Likewise, an appreciation of the patron’s key position in free market thought would have put Soll and his readers in a greater place to judge Colbertism. For Soll, Colbert’s protectionist reforms had been a hit as a result of they “expanded manufacturing and set the premise for long-term progress.” However no person actually doubts that protectionism is sweet (at the least within the brief time period) for the producers it protects. The issue, as free market thinkers from Bastiat to Mises have emphasised, is that protectionism is dangerous for customers. Soll quotes Adam Smith as noting that “consumption is the only real finish and function of all manufacturing; and the curiosity of the producer should be attended to, solely as far as it could be needed for selling that of the patron.” However he makes no try to have interaction critically with this concept, or to offer a rigorous protection of the choice.

I’m not the primary reviewer to take Soll to activity for what can solely be described as egregiously sloppy scholarship; writers in a number of venues, together with The New York Occasions and The Wall Road Journal, have pointed to errors within the guide. Sadly, slightly than proudly owning as much as his errors, Soll has chosen to put in writing his critics off as “agenda-driven journalists and commentators” whereas claiming that the “vociferousness of the assaults” on his guide displays “the present disaster of free market thought.”

These critiques will not be rooted in politics.
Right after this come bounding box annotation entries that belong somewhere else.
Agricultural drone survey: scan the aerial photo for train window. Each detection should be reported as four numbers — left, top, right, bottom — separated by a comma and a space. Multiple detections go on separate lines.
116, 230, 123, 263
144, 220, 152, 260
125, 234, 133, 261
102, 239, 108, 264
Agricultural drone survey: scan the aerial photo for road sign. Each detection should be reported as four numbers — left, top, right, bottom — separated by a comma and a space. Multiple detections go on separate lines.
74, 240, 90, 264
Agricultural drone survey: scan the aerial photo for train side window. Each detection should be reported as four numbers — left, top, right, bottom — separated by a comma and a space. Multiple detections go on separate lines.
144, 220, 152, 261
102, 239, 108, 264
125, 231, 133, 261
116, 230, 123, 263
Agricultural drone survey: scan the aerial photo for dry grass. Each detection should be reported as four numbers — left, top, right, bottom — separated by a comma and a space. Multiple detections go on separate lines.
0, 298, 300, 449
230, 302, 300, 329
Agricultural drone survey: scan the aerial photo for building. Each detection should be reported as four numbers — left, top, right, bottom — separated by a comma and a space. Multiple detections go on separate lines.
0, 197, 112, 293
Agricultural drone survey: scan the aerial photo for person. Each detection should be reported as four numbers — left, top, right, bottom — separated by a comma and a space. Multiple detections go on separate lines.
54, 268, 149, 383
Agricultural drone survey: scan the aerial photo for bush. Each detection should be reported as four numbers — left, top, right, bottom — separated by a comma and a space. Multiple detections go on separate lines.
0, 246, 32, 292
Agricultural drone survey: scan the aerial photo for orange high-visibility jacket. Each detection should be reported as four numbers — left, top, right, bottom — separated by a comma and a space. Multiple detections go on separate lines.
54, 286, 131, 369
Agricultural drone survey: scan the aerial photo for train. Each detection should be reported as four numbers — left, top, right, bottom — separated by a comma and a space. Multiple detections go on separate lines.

They’re rooted in basic norms of excellent scholarship. Writing an mental historical past means taking care to precisely characterize the views of the folks you might be writing about, even once you disagree with them. Criticism itself is ok, however you might be imagined to make each effort to get your targets’ views proper earlier than you criticize them. When a scholar fails to do that, it’s the duty of the scholarly group to carry him accountable. And it’s the duty of the scholar whose work has been criticized to take that criticism critically slightly than dismiss it as ideological subterfuge.